Junge Menschen beschäftigen sich also durchaus mit Themen, die sie zwar nicht direkt, aber wohl indirekt betreffen. Vor allem aus dem Grund, weil sie ihr Leben selbstbestimmen wollen. "Das Mitansehen des Todes eines nahen Verwandten ist eines von vielen Beispielen, das im Lebenskontext eines Menschen oftmals eine tragende Rolle spielt. Wenn junge Menschen den Tod eines Großelternteils, der sich langsam und sukzessive ereignet, mitbekommen, reflektieren sie darüber und erkennen, dass sie über das Ende ihres Lebens selbst bestimmen wollen. Sie wollen nicht, dass ihnen dabei Grenzen gesetzt werden. Die Möglichkeit der Selbstbestimmung ist ihnen unheimlich wichtig", hält Alexander Reiter fest.
Unterschiedliche Regelungen
In Österreich ist jedoch, entgegen dem Wunsch der Jungen, Sterbehilfe verfassungsrechtlich nicht legalisiert. Wie schaut die Situation in anderen Ländern aus? Es gibt einen triftigen Unterschied zwischen "aktiver" und "passiver" Sterbehilfe - also Tötung auf Verlangen beziehungsweise dem assistierten Suizid - im Hinblick auf deren Legalisierung. "Aktive" Sterbehilfe ist nur in sehr wenigen Ländern gesetzlich erlaubt. Die Niederlande waren das erste Land weltweit, das "aktive" Sterbehilfe legalisiert hat. Seit dem Jahr 2002 ist es Ärzten erlaubt, dem Patienten eine tödliche Spritze zu verabreichen, sofern dieser dies ausdrücklich wünscht und geistig in der Lage ist, diese Entscheidung zu treffen. Dem sehr liberalen Beispiel der Niederlande ist bisher nur Belgien gefolgt. Belgien ist neben den Niederlanden das zweite Land, in dem Tötung auf Verlangen gesetzlich erlaubt ist. In der Schweiz ist die Lage ein wenig anders. Dort gibt es die Möglichkeit auf assistierten Suizid; Tötung auf Verlangen ist dort jedoch nicht möglich.

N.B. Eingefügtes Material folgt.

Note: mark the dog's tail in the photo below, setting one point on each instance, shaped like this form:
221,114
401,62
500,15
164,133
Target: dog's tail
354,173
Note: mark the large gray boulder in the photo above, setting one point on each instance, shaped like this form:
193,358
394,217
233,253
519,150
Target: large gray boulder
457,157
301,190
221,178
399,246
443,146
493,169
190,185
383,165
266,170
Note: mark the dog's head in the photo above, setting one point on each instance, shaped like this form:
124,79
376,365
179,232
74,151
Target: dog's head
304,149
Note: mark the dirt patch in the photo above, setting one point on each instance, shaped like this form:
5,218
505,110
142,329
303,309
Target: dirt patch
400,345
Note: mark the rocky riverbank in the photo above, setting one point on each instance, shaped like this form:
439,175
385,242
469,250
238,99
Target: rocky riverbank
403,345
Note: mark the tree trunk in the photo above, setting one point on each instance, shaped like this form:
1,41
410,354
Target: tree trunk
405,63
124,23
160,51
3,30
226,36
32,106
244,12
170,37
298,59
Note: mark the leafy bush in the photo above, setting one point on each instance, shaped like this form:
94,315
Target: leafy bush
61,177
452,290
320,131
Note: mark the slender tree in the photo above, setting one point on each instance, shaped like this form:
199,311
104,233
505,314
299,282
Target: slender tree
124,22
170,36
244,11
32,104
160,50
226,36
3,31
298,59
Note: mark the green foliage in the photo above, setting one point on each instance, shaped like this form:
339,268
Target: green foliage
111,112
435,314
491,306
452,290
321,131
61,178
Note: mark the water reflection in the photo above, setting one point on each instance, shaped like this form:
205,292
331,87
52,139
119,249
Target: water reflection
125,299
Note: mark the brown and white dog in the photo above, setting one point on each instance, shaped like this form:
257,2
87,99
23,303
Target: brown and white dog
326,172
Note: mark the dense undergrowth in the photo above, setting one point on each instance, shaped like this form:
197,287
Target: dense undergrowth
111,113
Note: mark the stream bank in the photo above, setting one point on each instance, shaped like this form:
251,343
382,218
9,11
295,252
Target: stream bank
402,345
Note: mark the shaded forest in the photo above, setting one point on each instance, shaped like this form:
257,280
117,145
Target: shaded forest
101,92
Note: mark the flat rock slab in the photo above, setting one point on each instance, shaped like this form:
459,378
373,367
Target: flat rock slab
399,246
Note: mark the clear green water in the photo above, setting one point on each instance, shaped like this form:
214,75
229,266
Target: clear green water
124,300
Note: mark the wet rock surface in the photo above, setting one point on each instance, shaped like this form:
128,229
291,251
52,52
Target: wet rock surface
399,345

Bei unseren deutschen Nachbarn sieht die Lage ähnlich aus wie bei uns. "Aktive" Sterbehilfe ist dort ebenfalls gesetzlich verboten. Assistierter Suizid ist zwar möglich, wegen der Garantenstellung drohen Ärzten und Verwandten, die dem Sterbewilligen dabei helfen, aber Haftstrafen. Das hat zur Folge, dass Patienten, die des von Schmerzen geplagten Lebens überdrüssig sind, nicht selten in die Schweiz pilgern. Ein bekanntes Beispiel dafür ist der Fall "Schneider". Der Chef der evangelischen Kirche in Deutschland, Nikolaus Schneider, sicherte seiner Frau zu, er würde ihren Wunsch nach Sterbehilfe unterstützen. In der Folge musste er seine Funktion zurücklegen, weil die Kirche Selbsttötung und die Beihilfe zum Suizid ablehnt.